Pnrr e futuro, Perugia a un bivio essenziale: luci e ombre sui progetti del piano ripresa secondo Andrea Fora

Il consigliere regionale di Patto Civico per l’Umbria su Facebook: «C’è ancora molto da lavorare affinché i perugini si sentano protagonisti della loro città»

di Luca Ceccotti

PERUGIA – Si è tenuto venerdì 1° luglio a Perugia l’incontro Italia Domani – Dialoghi sul Piano Nazionale di Ripresa e Resilienza, anche in presenza del ministro delle infrastrutture e dei trasporti Enrico Giovannini. In tale occasione sono stati presentati diversi progetti autonomi della regione Umbria, con circa 730 milioni di euro di finanziamenti complessivi spartiti tra opere pubbliche (mobilità, infrastrutture), formazione dei lavoratori e impatto ambientale, medicina territoriale.

Un’occasione di rilancio e riprese imperdibile ed essenziale per Perugia e l’intera regione cuore verde d’Italia. E soprattutto il capoluogo di Regione, secondo Andrea Fora, consigliere regionale di Patto Civico per l’Umbria, si troverebbe a un bivio cardinale. Per questo in un suo corposo e lungo intervento via Facebook il consigliere ha voluto parlare di luci e ombre che gravano non tanto sul Pnrr ma sulla comunicazione attorno allo stesso, sulla visione d’insieme “per la Perugia del 2030”, la città tra 20 anni.

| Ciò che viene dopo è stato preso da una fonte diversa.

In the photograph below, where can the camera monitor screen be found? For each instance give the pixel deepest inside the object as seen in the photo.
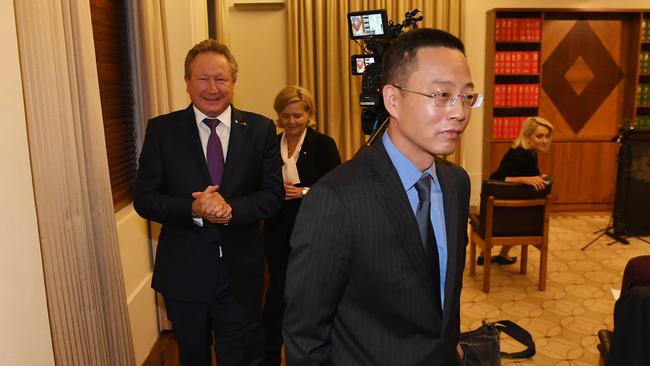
(360, 62)
(368, 24)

«Quello sul Pnrr non è stato uno dei soliti dibattiti politici un po’ stantii sul futuro – sostiene Fora -, ma sono stati presentati concretamente i progetti che verranno realizzati a Perugia nei prossimi anni, per un totale di 145 milioni ad oggi già impegnati dal Governo. Un’occasione irripetibile per ridisegnare il futuro della nostra città, per ripensare l’identità di Perugia e attuare azioni per farne una moderna capitale europea attrattiva per giovani ed imprese, per rilanciare il grande patrimonio artistico e culturale. Un evento con luci ed ombre, che evidenzia quanto ancora ci sia da lavorare per riportare i perugini a sentirsi protagonisti della loro città».

«Un elenco di progetti, meritevoli indubbiamente, che denota una capacità dei tecnici e della macchina amministrativa di essere stata capace in poco tempo di accedere alle complesse procedure dei bandi PNRR», continua il consigliere regionale elencando le proposte più interessanti e importanti: «Una bella vetrina di singoli progetti presentata dal sindaco e dalla presidente Tesei, ma la visione di cosa dovrà diventare Perugia nei prossimi 20 anni dove è? Con chi sono stati condivisi questi progetti? La comunità ne è consapevole? Sono state coinvolte le forze sociali, le associazioni di categoria, le imprese? E si può costruire Perugia senza pensare al coinvolgimento dell’Università degli Studi di Perugia e delle altre istituzioni accademiche e culturali (Università per stranieri, Conservatorio, Accademia belle arti, etc) che rappresentano insieme uno dei poli maggiormente attrattivi per tutta la Regione?».

«L’impressione – conclude il consigliere – è che la città langua in un dibattito sterile e povero di idee, chiuso in se stesso, con un’amministrazione comunale molto impegnata a progettare singoli interventi senza una visione di prospettiva e soprattutto sola, senza capacità di fare rete e lavorare insieme a tutte le altre istituzioni. Perugia non ripartirà da sola. E il PNRR è un’occasione irripetibile perché le città si connettano, perché si costruiscano progetti di area vasta, perché la città capoluogo si faccia carico di guidare progetti con i comuni limitrofi, perché orienti le scelte regionali sugli assett di maggior importanza: ambiente, rifiuti, economia, welfare, turismo, cultura. Si potrebbe dire “una rondine non fa primavera”. Ma mi sembra più appropriato dire che il Pnrr di Perugia ad oggi sia piuttosto “la ciliegina senza torta”. Un elenco di meritevoli progetti, pensati in autonomia dall’amministrazione comunale, da cui deriverà un investimento di risorse pubbliche di quasi 200 milioni di euro. La torta, cioè la visione, la prospettiva, l’identità complessiva con cui vogliamo ripensare la nostra città, la riattivazione di tutte le energie vitali del nostro territorio, culturali, artistiche, associative, ancora manca».

Per Fora la comunità è tutto, ed è proprio il senso d’unione civico oltre i confini cittadini, il coinvolgimento della regione tutta, degli umbri tutti, a poter risvegliare Perugia e tutti gli altri comuni da un torpore che dura anni.